Turkmen carpet, until 20th century has followed old patterns, but during last fifty years, everything changed in Iran. In fact, Iranian Turkmen did not care much on carpet weaving and this business was declined un that region.

Until 20th century, a principal part of Turkmen carpets were woven in Turkmen residing regions of North frontier of Iran. Carpets were sold mainly in Meshed and then transported to Tehran; in Pahlavi era, government confiscated their lands, following the act of Land Reforms; so Turkmen's living changed compulsorily, and they directed to carpet weaving,

Now, three tribes of Turkmen have the business of carpet weaving: Two of "Yamut" and a part of "Tekkeh" clans. They have migrated to Iran at about beginning of 20th century.

Yamuts have two sects of "Atabay" and "Jafarbay". "Tekkeh" are residing in "Jargalan" and have created the best weavings of Iranian Turkmen. Their main residence is at "Maraveh-Tappeh", but their weaving is not as much as two clans of Yamut.

"Atabay", in weaving art, stands after "Tekkeh", but weaves the highest quantity of carpet. Around 1952, Atabay wove half product of Iranian Turkmen carpets and mostly sold in "Gonbad Qabous".

"Jafarbay" stands after "Atabay", while its production is less than the former and sold in "Aq-qaleh" and "Gorgan Thursday Market".

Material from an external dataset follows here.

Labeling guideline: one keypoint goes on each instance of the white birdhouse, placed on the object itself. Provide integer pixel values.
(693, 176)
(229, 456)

Products were woven by women on horizontal loom, inside their tents (and now on vertical loom in their houses), where weaving smaller pieces is easier. They use wool for warp and weft, benefiting their own sheep for wool. Between two World Wars, natural dyes, such as madder and cochineal were vanished and replaced by synthetic dyes.

During Second World War, Turkmen carpets of Iran basically changed; old patterns were forgotten and only designs of "Bukhara", being unobtainable and expensive, was in demand. Merchants and Turkmen found a good income source due to familiarity with Bukhara designs. Old dark red color vanished and replaced by Aniline (madder red) color.

Turkmen woven of desert weave their carpets and rugs single-wefted. In Turkmen carpets, we encounter with a source of esthetic of labor and quest of crowd, collected by consecutive generations. Carpet, for tent-dwellers is not an ornamental or diversion mean, but a necessity of rich and poor. Carpet, first of all, is used to cover up mobile houses of felt, as a furniture. Their tent consists of a dismountable scaffold covered by mat and felt.

Entrance of the tent is closed by a special rug, called “Ensi”. Turkmen sit and sleep on the felt or rugs spread on the floor. When Turkmen leaves his place for a trip, takes along his felt saddle (Namazlik), prayer rug and a pair of woven siliques. In fact, rug is always a companion of Turkmen, all long his life and his decamping object. At present, this tribal art is missing their special quality and character, also in connection with carpet. Not only finesse of design, but also beauty of colors, sustain a loss.